During the first treatment, Sofie gently laid her hands on Teryn’s sacrum, pelvis, solar plexus, chest and cranium, seemingly doing very little to the observing mother. The treatment lasted one hour. That there had been some effect from the first treatment was clear when Teryn told her dad on returning home that “The Doctor” was fixing her back. What is interesting is that Teryn had never complained of back problems previously. After one more treatment Teryn was sleeping right through the night.

Who will benefit from CST?

For the past decade in the USA and England, Cranio-Sacral Therapy (CST) has been renowned for its profound influence on treating problems arising from pregnancy, birth trauma and unresolved shock and alarm generally. The effects of which may range from colic, insomnia, constipation, cranial-facial abnormalities, learning difficulties, poor growth, hypo- or hyperactivity, a predisposition to ear, nose and throat infections and sometimes even epilepsy and cerebral palsy.
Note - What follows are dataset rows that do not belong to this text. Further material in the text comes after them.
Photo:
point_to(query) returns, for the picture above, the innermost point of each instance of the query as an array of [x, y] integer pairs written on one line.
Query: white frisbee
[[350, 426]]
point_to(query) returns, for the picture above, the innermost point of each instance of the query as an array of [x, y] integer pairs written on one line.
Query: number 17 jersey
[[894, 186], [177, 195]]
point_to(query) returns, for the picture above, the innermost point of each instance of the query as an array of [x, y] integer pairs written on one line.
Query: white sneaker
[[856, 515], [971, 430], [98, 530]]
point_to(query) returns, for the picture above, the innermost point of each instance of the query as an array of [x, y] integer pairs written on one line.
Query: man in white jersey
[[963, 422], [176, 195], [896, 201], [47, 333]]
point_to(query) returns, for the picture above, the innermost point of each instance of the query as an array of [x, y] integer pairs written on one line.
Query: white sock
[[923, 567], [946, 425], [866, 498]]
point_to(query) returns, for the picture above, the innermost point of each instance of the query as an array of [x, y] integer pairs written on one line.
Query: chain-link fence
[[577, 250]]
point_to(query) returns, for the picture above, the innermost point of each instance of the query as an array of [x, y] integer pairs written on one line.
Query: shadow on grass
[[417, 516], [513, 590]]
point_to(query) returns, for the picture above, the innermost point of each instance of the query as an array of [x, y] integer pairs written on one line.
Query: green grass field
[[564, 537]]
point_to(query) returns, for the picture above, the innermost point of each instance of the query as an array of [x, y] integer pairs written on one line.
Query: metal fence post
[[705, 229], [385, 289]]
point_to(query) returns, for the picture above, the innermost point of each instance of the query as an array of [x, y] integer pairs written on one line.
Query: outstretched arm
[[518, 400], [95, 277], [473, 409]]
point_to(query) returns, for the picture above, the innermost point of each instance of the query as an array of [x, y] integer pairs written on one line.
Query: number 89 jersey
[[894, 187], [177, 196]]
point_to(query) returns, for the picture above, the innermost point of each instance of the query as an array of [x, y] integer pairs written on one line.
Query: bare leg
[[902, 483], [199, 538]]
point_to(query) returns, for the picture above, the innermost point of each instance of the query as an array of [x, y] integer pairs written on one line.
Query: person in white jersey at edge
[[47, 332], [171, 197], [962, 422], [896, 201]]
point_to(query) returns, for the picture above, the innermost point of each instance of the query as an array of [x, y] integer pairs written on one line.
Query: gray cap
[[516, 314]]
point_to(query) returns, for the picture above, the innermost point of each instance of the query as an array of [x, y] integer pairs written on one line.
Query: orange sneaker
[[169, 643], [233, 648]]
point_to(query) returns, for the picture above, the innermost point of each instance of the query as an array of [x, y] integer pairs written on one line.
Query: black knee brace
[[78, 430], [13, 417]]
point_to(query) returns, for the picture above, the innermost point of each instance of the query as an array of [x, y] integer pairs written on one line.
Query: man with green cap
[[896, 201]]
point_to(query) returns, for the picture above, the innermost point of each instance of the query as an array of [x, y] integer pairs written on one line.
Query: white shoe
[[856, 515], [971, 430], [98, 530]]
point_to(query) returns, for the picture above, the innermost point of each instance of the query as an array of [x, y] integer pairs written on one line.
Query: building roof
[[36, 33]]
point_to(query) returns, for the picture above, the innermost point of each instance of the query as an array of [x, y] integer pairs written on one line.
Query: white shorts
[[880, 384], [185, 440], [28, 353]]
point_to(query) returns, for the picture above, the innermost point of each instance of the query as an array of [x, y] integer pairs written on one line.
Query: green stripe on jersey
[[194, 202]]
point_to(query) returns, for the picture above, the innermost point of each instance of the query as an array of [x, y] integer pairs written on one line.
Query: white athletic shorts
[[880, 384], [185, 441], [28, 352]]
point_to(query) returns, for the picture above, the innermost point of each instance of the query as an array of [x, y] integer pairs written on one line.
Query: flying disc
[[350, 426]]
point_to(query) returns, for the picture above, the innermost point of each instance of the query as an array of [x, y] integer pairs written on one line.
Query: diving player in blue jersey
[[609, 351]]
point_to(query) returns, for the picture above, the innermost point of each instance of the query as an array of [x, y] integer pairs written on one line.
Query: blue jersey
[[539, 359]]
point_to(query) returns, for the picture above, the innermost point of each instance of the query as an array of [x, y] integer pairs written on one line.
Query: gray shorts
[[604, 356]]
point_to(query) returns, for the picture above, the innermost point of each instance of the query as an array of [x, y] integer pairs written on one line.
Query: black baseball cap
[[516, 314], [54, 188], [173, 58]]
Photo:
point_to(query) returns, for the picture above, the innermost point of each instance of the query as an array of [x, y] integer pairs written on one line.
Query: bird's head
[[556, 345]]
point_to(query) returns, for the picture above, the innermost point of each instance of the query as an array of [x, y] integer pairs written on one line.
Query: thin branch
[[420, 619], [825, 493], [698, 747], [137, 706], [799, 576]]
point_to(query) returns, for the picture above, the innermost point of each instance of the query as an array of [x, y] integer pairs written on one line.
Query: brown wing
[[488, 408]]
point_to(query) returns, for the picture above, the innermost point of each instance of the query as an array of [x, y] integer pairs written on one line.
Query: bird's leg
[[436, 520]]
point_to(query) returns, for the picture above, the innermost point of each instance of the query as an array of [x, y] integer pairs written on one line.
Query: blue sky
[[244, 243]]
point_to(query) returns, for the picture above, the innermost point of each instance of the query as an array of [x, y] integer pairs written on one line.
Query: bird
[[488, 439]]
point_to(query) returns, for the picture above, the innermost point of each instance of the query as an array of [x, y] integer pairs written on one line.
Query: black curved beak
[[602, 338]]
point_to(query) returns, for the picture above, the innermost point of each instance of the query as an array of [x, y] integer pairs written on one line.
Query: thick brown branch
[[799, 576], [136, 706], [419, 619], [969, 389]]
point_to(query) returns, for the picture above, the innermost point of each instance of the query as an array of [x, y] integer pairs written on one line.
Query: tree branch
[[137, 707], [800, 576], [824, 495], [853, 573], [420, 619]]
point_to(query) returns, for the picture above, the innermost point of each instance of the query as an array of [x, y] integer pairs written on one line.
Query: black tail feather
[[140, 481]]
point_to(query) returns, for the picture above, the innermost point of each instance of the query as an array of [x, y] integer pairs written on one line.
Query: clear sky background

Teryn’s case was a good example of this. Essentially she revealed a rotated pelvis and some rotation of the cranial bones, which, can occur from a troubled womb position during pregnancy.

CST is suitable for all ages, though particularly valuable for babies and children since the establishment of healthy patterns at an early age sets patterns for the future of an individual, both in their health and abilities. CST is also well known for aiding the restoration of health after surgery, accidents and immune system suppression.

What is CST?

CST is uniquely developed from the knowledge of modern research on the physical compounds surrounding the central nervous system and includes monitoring the motions of the cranium and sacrum as well as balancing the fluid dynamics of its main fluid, the cerebrospinal fluid.

CST is a non-invasive therapeutic method that relies extensively on the therapist’s capability of using extraordinary sensitivity and intuition.

The history of CST

Cranio-Sacral Therapy was developed throughout the twentieth century, initially in the 1920’s by Osteopath Dr. William G Sutherland, who discovered that the cranium does not entirely ossify in adulthood. He developed Cranial Osteopathy.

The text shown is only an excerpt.